Addressing the pain point where unrolled networks for 3D inverse problems cause memory explosion because "network steps must run on the full-resolution volume," this paper employs domain partitioning (reconstructing one patch while treating the rest as known context) and a diagonal-circulant matrix approximation for the normal operator \(A^\top A\). This allows an unrolled network with a forward operator to be trained and deployed on a single GPU for \(501^3\) voxel sparse-view CBCT and multi-coil accelerated MRI, achieving SOTA performance.

Background & Motivation

Background: Deep learning solutions for linear inverse problems \(y = Ax^* + \varepsilon\) (CT, MRI, remote sensing, etc.) are mainly divided into two categories.
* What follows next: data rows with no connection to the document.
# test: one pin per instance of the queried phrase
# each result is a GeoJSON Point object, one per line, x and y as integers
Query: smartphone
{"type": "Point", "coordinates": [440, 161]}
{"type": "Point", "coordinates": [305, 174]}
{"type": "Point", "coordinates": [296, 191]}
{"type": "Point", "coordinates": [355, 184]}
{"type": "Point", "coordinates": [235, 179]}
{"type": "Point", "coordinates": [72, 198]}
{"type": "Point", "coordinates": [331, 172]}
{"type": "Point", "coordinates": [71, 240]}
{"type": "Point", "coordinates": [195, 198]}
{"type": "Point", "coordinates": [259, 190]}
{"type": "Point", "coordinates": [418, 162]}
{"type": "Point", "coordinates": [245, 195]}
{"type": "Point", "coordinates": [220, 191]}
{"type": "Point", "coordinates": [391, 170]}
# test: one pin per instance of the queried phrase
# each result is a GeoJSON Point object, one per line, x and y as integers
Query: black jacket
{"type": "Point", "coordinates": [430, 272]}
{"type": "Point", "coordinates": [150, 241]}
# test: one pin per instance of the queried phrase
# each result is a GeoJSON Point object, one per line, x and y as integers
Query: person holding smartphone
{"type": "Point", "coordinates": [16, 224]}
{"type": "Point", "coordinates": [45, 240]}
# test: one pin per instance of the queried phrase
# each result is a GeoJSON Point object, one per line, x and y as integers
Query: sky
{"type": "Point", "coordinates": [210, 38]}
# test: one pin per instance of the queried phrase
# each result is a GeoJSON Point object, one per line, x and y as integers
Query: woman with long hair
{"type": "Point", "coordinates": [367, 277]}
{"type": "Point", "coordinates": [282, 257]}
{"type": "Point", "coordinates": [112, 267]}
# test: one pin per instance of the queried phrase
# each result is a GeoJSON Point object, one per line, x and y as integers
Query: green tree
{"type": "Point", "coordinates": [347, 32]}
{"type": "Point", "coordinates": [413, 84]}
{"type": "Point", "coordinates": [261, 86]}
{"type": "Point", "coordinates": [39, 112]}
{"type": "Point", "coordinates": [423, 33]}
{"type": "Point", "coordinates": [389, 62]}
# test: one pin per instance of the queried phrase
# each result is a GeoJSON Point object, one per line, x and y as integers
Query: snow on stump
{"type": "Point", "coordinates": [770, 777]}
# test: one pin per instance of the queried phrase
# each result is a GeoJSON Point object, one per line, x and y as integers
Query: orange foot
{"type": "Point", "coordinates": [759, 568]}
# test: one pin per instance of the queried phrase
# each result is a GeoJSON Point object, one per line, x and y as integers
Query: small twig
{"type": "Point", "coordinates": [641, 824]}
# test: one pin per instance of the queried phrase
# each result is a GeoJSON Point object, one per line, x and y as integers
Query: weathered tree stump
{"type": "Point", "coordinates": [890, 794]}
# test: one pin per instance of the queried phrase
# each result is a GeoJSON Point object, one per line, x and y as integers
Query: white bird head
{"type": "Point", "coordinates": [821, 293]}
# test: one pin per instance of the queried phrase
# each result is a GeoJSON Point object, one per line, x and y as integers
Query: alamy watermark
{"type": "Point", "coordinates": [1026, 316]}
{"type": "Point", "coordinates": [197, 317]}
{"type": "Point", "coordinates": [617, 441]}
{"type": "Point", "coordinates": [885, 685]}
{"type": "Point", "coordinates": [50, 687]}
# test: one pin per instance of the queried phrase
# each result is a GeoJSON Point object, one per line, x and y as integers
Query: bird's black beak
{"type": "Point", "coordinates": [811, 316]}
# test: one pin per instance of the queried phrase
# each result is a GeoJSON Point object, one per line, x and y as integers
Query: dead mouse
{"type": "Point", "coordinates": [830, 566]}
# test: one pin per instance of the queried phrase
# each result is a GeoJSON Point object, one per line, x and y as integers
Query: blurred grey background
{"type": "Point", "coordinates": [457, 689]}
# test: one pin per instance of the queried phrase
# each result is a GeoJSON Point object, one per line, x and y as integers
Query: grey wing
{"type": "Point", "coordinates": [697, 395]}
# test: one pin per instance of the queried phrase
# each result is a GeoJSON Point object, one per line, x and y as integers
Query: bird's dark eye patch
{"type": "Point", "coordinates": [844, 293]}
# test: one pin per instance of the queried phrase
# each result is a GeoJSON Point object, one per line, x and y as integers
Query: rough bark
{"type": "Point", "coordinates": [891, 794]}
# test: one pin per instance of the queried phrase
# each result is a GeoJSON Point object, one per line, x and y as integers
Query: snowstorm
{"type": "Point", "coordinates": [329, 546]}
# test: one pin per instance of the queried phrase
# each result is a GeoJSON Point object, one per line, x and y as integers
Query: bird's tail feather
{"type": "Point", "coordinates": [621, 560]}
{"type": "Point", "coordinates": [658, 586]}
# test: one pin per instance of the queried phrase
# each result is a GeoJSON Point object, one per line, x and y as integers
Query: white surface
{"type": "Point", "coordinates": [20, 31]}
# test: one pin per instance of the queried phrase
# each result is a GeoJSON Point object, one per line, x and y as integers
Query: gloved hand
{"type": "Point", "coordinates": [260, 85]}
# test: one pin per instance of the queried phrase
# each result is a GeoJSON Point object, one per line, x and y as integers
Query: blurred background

One is post-processing networks: mapping from a fast, low-quality reconstruction (e.g., adjoint \(A^\top y\) or pseudo-inverse \(A^\dagger y\)) directly to the ground truth. These are simple and scalable to large volumes via patch-based training but ignore knowledge of the forward operator \(A\), leading to reconstructions that may lack data consistency. The other is unrolled networks: unfolding \(K\) iterations of an optimization algorithm (e.g., proximal gradient descent, PGD) into a network, replacing the prior step with learnable modules for end-to-end training. These generally achieve the best performance by embedding \(A\) into the architecture.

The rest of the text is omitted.